La rédaction retenue pour une nouvelle cinquième forme d’entrave demeure extrêmement large et imprécise. Les infractions ne sont pas suffisamment caractérisées. Leur spectre d’application est trop large, ce qui pourrait nécessairement comporter une part d’arbitraire dangereuse pour l’équilibre des droits. De ce fait, il est probable que de telles dispositions soient censurées par le Conseil constitutionnel.

Si cet obstacle est suffisant pour justifier la position du Gouvernement, les modifications apportées par la proposition de loi ne semblent du reste pas nécessaires au regard des objectifs du texte.

En effet, l’exposé des motifs fait état d’un certain nombre de cas où la proposition de loi s’appliquerait. Je ne vais pas en faire la liste, mais on compte notamment les blocus empêchant les spectateurs d’assister à des spectacles, les actions empêchant certains commerçants de réaliser leurs ventes ou encore, comme cela a été mentionné dans les travaux réalisés autour de la proposition de loi, pour entraver la pratique de la chasse.

Or il apparaît que toutes ces entraves sont d’ores et déjà couvertes par l’article 431-1 du code pénal ou sont sous le coup d’incriminations spécifiques. Pour ne citer qu’un exemple, l’article R. 428-12-1 du code de l’environnement prévoit une sanction en cas d’obstruction à des actes de chasse. De fait, la proposition de loi ne paraît pas utile, et sa constitutionnalité est à nouveau questionnable au nom du principe de nécessité des peines.

Mesdames, messieurs les sénateurs, je sais qu’il y a, derrière cette proposition de loi, une crainte que vous rencontrez dans les territoires, celle de la recrudescence des actions violentes, menées notamment par les antispécistes.

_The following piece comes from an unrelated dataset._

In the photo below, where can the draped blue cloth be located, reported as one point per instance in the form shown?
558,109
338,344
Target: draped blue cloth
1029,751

Soyez assurés que Christophe Castaner et moi-même sommes pleinement mobilisés sur le sujet. D’ailleurs, la convention signée entre la gendarmerie et la FNSEA continue à se déployer, et la gendarmerie nationale a créé une cellule spécialement consacrée à ce phénomène, afin d’améliorer son action et de mieux travailler en coordination avec les services de renseignement, qui se mobilisent de plus en plus sur ces thématiques.

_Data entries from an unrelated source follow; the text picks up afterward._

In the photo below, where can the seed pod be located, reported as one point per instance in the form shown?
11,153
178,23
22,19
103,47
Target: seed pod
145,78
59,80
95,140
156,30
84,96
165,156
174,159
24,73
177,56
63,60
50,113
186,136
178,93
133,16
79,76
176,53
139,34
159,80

Comme je le disais au début de mon intervention, nous ne tolérons aucune violence et nous n’acceptons pas que ce phénomène puisse toucher gratuitement nos éleveurs, nos artisans ou nos chasseurs. Nous les soutenons et nous continuerons à chercher avec eux, avec les forces de l’ordre, avec les services de renseignement et les parquets, les meilleurs moyens pour les protéger.

Cette action que nous menons est une réalité : depuis le début de l’année 2019, sur l’ensemble du territoire national, quelque 800 actions effectuées au nom de la défense animale ont été recensées, toutes causes confondues – contre la chasse, la consommation de viande, les spectacles taurins, les parcs aquatiques ou encore la maltraitance animale.

Je tiens à rappeler que, face à ces actions délictuelles, les forces de sécurité sont pleinement engagées : elles réalisent, bien sûr, des opérations de sensibilisation auprès des publics visés, mais, surtout, elles interviennent immédiatement sur les lieux d’infraction, renforcées en tant que de besoin par des unités spécialisées dans le maintien de l’ordre. Elles conduisent également des investigations minutieuses, qui permettent d’identifier les auteurs de ces exactions et de les faire condamner.

À l’instar de M. le rapporteur, qui l’a fait à juste titre, je veux citer certains exemples. Je pense notamment, monsieur Cardoux, à cette intrusion d’antispécistes venus en autobus d’Allemagne, de Belgique et des Pays-Bas pour bloquer un élevage de porcs à Courdemanges, dans la Marne, en s’enchaînant aux installations.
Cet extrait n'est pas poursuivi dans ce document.